Intermediate+ Word of the Day: whop

whop ( verb, noun) /wɒp/

To whop means ‘to strike or beat with force’ and, figuratively, in contests or games, it means ‘to defeat soundly.’ Followed by out, it also means ‘to pull out violently,’ as well as ‘to drop or fall heavily.’ As a noun, a whop is a powerful blow or strike, a bump or heavy fall, and also the sound made by either a blow or a fall.

Example sentences

  • The player whopped the ball.
  • The away team whopped the home team.
  • The professor reached into his bag and whopped out a book.
  • Amy dropped the parcel she was carrying and it whopped to the floor.
  • One of the men in the fight landed a whop on the other's chin.
  • I heard the whop as Ben dropped onto the couch.

In pop culture

Whop is also sometimes a filler sound in backing lyrics. Listen to David Bowie singing “Golden Years” here:

Listen out for the chorus “Golden years, gold whop, whop, whop.”

Did you know?

The related noun whopper is something unusually big.
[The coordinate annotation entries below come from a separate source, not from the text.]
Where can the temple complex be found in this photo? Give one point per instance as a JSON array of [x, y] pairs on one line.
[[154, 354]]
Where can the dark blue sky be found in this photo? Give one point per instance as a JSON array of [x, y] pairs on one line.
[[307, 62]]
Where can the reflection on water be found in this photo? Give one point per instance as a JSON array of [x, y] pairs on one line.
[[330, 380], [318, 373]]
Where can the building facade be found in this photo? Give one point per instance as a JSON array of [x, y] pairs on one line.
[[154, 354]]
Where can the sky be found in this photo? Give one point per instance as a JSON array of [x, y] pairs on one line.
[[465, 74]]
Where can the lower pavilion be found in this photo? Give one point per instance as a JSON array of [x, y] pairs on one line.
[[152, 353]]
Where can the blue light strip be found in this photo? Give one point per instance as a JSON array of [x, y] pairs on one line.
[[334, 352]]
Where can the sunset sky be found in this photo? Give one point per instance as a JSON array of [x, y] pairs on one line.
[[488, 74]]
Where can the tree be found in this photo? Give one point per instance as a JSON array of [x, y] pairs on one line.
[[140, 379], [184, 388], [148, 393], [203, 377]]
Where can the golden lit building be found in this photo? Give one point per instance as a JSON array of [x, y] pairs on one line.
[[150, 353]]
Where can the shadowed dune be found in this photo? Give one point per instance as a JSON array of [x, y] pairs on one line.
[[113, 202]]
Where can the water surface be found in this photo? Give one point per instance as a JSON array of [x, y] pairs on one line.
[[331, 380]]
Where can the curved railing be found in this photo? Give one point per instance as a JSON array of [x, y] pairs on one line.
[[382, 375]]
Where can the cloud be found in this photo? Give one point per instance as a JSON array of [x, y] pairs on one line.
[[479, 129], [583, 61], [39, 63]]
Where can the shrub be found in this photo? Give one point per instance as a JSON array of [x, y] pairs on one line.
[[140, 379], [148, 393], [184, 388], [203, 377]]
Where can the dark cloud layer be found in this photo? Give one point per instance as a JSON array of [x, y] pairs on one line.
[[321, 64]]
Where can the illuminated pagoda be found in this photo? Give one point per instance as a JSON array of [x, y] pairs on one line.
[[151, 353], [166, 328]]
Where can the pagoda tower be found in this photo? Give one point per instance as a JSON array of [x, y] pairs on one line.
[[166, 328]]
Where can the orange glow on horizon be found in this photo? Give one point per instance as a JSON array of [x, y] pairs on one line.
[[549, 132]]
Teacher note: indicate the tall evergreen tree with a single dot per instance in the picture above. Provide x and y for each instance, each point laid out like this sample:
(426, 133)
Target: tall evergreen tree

For example, a fisherman might say, “I almost caught a whopper today, but it got away!” A whopper is also a very big lie. So you might say, “You can’t believe anything Finn says; it’s just one whopper after another.”

Other forms

whopping (adjective)


Whop dates back to the mid-14th century. The Middle English verb whopen or wopen (meaning to ‘beat or strike’) originated in the sound a strike makes, and probably emerged as a variant of wap (a noun meaning ‘a hit or blow’). Just like wap soon expanded to be used as a verb, whop started being used as a verb, and eventually became more common, as wap fell out of use. By the late 15th century, whop was commonly being used in the figurative sense, ‘to overcome.’ The noun whopper, which originally meant ‘a large and audacious lie,’ emerged in the mid-18th century from this figurative sense, and its meaning expanded to anything large. Likewise, the adjective whopping, from whop, describes anything particularly big.